Childhood obesity strategy delayed again!

The decision to postpone publishing a strategy on childhood obesity again is ‘completely unacceptable’, according to the British Medical; Association (BMA).

The Prime Minister, Theresa May, has chosen to again delay the long-awaited report until the autumn, despite the NHS chief executive, Simon Stevens, urging the Government to act on the issue.

Doctors hoped the strategy would include strong restrictions on junk-food advertising and stop supermarkets and shops placing sweets next to checkouts. However, a leaked draft report suggested some of these measures would be either abandoned or watered down, and that any report would have to wait until at least September when Parliament reconvenes.

  • One in 10 children are obese when they start primary school – a figure that rises to one in five by the end of the primary years. (Health and Social Care Information Centre figures)
  • Figures released in June suggest there are more than 500 children in England and Wales now diagnosed with Type 2 diabetes.

Professor Kumar of the BMA stated: ‘Doctors are increasingly concerned about the impact of poor diet, which causes up to 70,000 deaths a year and has a greater impact on the NHS budget than alcohol consumption, smoking and physical inactivity combined.’

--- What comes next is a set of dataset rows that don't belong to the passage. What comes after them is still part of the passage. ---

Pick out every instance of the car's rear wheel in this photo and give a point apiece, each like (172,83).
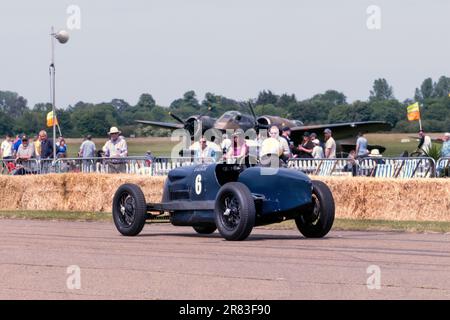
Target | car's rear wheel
(317,222)
(234,211)
(205,229)
(129,209)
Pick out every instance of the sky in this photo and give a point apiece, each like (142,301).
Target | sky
(234,48)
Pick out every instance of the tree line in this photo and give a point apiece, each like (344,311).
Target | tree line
(328,107)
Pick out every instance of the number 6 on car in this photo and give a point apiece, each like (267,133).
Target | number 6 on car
(230,198)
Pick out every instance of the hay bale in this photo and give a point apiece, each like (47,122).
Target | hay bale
(355,197)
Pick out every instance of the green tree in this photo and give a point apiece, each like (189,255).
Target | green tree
(381,90)
(146,102)
(266,97)
(12,104)
(357,111)
(442,87)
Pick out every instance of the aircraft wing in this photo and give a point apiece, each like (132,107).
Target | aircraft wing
(341,130)
(165,125)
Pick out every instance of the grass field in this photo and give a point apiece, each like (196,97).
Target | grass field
(162,146)
(339,224)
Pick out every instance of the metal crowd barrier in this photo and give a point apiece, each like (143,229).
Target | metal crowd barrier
(380,167)
(19,167)
(417,167)
(157,166)
(443,167)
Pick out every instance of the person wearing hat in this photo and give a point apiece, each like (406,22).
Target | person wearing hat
(361,145)
(87,148)
(317,152)
(116,146)
(238,150)
(6,150)
(424,143)
(25,152)
(376,156)
(272,149)
(330,144)
(445,151)
(286,135)
(306,148)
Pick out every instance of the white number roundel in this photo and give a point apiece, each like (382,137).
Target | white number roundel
(198,184)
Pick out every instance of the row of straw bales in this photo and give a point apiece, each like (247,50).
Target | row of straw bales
(355,197)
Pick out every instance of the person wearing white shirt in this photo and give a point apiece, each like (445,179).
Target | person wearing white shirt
(7,148)
(317,150)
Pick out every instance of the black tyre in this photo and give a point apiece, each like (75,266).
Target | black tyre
(129,209)
(234,211)
(317,222)
(205,229)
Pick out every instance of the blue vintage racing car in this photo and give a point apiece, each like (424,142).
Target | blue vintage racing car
(231,198)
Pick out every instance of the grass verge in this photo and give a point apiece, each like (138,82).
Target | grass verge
(57,215)
(339,224)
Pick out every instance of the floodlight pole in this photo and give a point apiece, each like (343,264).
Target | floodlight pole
(53,81)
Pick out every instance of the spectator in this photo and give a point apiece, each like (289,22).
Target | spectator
(205,151)
(330,144)
(46,151)
(61,149)
(424,143)
(272,149)
(149,158)
(286,135)
(445,152)
(274,133)
(87,148)
(239,149)
(376,156)
(6,150)
(317,152)
(37,146)
(116,147)
(306,148)
(352,165)
(17,143)
(361,146)
(25,152)
(226,144)
(46,145)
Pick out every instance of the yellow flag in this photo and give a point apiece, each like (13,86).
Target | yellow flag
(50,119)
(414,112)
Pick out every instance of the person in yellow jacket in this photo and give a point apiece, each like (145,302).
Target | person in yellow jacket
(37,146)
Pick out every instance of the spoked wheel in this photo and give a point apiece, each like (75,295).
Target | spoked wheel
(129,209)
(317,222)
(234,211)
(205,229)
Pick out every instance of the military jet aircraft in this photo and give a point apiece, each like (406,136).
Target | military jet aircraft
(344,133)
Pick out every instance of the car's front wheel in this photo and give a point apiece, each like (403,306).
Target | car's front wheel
(234,211)
(129,209)
(318,220)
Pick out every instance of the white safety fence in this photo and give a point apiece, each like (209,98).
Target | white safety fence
(380,167)
(443,167)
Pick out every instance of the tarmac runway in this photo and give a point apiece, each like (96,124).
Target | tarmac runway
(167,262)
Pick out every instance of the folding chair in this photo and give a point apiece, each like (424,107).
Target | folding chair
(385,171)
(325,168)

‘Overweight children become overweight adults, and are far more likely to develop conditions such as diabetes and heart disease. It is vital for the health of our next generation that the Government produces a robust and forward-thinking strategy with targets, backed up by legislation, which work to reduce the amount of sugar, saturated fat and salt in our food. It must restrict junk-food marketing that targets children, and should implement its promised sugar tax on soft drinks.

‘The Government’s strategy was due to be published a year ago – every day that it is delayed is a day that the Government is letting our children down.’

A spokesman for the Department of Health said the Government was ‘absolutely committed to tackling public health challenges’.